The BlackBerry KEYone comes with an all-metal construction with curved edges on all four sides and a soft-touch rubberized back for better grip. However, the USP of the device is its physical QWERTY keyboard that makes it stand apart from a sea of touchscreen smartphones that come with the glass-slab form-factor. The KEYone features a relatively-small 4.5-inch IPS LCD display to accommodate the QWERTY keypad. The screen has an odd 3:2 aspect ratio and, comes with a resolution of 1620 x 1080 pixels. The device is powered by the Snapdragon 625 SoC, which comes with an integrated octa-core Cortex-A53 CPU clocked at 2.0GHz, and an Adreno 506 GPU clocked at 650MHz. The KEYone uses 3GB of DDR4 RAM and 32GB of built-in storage that is expandable via a microSD card of up to 256GB in capacity. The battery on the device is a non-removable 3,505mAh Li-Ion unit with support for Qualcomm’s Quick Charge 3.0. On the software side of things, the device runs an almost pure version of Android 7.1 Nougat out-of-the-box.

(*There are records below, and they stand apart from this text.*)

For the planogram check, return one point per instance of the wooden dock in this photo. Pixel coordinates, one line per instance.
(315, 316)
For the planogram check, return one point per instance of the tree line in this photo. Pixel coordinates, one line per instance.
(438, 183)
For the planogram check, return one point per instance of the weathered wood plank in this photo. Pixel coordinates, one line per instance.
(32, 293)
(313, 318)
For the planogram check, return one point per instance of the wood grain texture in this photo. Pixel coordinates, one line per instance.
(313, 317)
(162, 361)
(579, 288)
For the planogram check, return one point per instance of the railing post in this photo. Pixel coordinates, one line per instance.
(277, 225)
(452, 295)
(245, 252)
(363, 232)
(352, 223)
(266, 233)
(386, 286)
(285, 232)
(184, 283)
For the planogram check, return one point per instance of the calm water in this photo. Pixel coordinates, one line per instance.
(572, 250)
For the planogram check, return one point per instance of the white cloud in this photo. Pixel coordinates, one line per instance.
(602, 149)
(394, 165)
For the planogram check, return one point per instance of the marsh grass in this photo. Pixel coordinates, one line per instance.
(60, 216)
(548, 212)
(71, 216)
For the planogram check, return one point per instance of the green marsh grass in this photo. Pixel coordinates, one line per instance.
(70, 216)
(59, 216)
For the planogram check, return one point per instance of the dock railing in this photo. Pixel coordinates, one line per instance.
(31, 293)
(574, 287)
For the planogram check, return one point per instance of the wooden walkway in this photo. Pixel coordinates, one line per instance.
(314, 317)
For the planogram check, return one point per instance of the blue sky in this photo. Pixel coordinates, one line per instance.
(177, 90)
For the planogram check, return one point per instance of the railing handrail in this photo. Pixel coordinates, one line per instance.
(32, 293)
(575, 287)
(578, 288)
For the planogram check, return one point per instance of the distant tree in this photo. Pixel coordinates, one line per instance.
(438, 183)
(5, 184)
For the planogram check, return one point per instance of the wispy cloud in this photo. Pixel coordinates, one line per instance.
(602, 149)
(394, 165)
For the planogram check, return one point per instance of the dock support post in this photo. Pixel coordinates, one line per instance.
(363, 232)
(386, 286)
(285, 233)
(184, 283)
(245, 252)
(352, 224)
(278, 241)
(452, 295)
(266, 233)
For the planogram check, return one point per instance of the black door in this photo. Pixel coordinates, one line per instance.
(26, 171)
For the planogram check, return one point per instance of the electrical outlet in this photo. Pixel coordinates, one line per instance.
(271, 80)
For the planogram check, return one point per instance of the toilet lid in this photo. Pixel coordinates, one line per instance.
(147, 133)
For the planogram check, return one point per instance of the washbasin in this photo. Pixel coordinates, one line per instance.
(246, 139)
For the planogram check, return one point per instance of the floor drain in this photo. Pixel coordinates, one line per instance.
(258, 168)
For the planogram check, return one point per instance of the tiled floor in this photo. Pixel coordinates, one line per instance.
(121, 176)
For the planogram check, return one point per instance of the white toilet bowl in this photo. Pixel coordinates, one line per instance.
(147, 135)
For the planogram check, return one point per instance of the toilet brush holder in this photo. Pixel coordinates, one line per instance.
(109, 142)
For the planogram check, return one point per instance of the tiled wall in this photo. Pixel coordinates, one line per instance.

Another remarkable feature about the BlackBerry KEYone is that it uses the exact same 12-megapixel sensor that can be found on the Google Pixel and the Pixel XL. It has an f/2.0 aperture, phase detection auto-focus (PDAF) and a dual-tone LED flash. The front-facing camera comes with an 8-megapixel sensor and an f/2.2 lens.The phone also comes with a customizable ‘Convenience Key’ below the volume rocker on the right side, just like the DTEK50 and the DTEK60 before it. The device also ships with a fingerprint scanner that’s embedded in the space bar of the physical keypad. The phone measures 149.1mm in length. 72.4mm in width and 9.4mm in thickness, while weighing in at 180 grams.
Any discussion on the BlackBerry KEYone remains incomplete without deliberating on probably the most important part of the package – the physical QWERTY keypad. It is not for everybody, but it adds a novelty factor to the device and is definitely its USP in an era when smartphone vendors have moved away from physical keypads to concentrate almost entirely on the full-touchscreen form-factor. While some will still view the keypad as the symbol of a true BlackBerry smartphone, others will summarily dismiss it as a relic of the past that has outlived its utility. Whichever camp you’re in, the fact still remains that there was a strong demand from a large section of the BlackBerry community for the company to get back to its QWERTY roots, and that’s exactly what this device managed to do. After less-than-impressive attempts at incorporating a physical QWERTY keyboard in devices like the PRIV, the KEYone is a classic example of the QWERTY keypad done right.
And The Winner Is ...
The Final Word
The BlackBerry KEYone and the LG G6 are both excellent smartphones in terms of what they each represent. However, they are also targeted at completely different sets of buyers. Both devices have their own pros and cons, but the LG G6 wins this one because in spite of its quirks, it still appeals to a much larger target audience than its competitor. It is a nice, well-rounded smartphone that isn’t completely without its flaws, but is certainly worth a look if you want a premium device from a tier-1 brand without having to pay an arm and a leg for it. On the other hand, the KEYone comes with an almost-perfect implementation of a physical QWERTY keyboard on an Android smartphone, and is a must-buy for long-time BlackBerry aficionados who have been lamenting all this while about the lack of high-quality QWERTY devices from the company.